File: utils.py

package info (click to toggle)
python-friendly-traceback 0.7.62%2Bgit20240811.d7dbff6-1.1
links: PTS, VCS
area: main
in suites: forky, sid, trixie
size: 9,264 kB
sloc: python: 21,500; makefile: 4
file content (308 lines) | stat: -rw-r--r-- 12,461 bytes
"""utils.py

A few useful objects which do not naturally fit anywhere else.
"""

import ast
import difflib
import types
import uuid
from typing import Any, Dict, Iterable, List, Tuple

import pure_eval

from .tb_data import TracebackData  # purely for type checking


def unique_variable_name() -> str:
    """Creates a unique variable name.

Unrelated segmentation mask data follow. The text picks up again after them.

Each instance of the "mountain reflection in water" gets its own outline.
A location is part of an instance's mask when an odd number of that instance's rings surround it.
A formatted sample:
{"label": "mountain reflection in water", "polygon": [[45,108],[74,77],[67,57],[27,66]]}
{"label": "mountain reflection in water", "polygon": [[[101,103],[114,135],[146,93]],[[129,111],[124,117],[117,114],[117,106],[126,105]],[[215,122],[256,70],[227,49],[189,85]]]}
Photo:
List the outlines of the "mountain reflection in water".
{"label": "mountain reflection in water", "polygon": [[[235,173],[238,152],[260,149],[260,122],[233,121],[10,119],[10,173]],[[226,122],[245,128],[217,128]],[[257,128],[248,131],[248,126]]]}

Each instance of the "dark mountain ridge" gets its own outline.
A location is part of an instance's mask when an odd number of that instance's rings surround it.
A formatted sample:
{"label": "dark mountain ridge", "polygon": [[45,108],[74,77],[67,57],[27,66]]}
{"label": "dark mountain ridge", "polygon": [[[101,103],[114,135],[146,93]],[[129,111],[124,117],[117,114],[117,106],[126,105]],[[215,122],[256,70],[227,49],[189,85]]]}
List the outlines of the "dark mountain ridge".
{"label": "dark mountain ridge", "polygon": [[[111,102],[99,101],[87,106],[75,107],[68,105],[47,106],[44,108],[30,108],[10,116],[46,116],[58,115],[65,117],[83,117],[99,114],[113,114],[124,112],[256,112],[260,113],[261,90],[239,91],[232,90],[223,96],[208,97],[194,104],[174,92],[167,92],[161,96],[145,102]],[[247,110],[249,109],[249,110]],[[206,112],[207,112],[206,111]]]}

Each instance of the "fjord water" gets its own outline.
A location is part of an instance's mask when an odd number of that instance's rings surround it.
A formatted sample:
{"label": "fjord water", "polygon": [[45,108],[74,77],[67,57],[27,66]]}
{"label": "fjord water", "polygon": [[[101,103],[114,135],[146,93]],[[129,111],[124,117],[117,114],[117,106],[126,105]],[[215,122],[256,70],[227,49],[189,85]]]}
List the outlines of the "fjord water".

Useful when attempting to introduce
    a new token to see if it can fix specific cases of SyntaxError."""
    name = uuid.uuid4()
    return f"_{name.hex}"


def eval_expr(expr: str, frame: types.FrameType) -> Any:
    """Attempts to evaluate the expression 'expr' in a frame.
    Note that 'expr' might be a string containing leading spaces which need
    to be removed prior to being evaluated.

    This can raise some exceptions which are meant to be caught by the
    calling function.
    """
    node = ast.parse(expr.strip()).body[0].value  # type: ignore # noqa
    evaluator = pure_eval.Evaluator.from_frame(frame)
    return evaluator[node]  # can raise an exception


def get_similar_words(word_with_typo: str, words: Iterable[str]) -> List[str]:
    """Returns a list of similar words.

    The parameters we chose are based on experimenting with
    different values of the cutoff parameter for the difflib function
    get_close_matches.

    Suppose we have the following words:
    ['cos', 'cosh', 'acos', 'acosh']
    If we use a cutoff of 0.66, and ask for a maximum of 4 matches,
    all will be a match for 'cost'.  However, if we increase the cutoff
    to 0.67, 'acosh' will be dropped from the list, which seems sensible.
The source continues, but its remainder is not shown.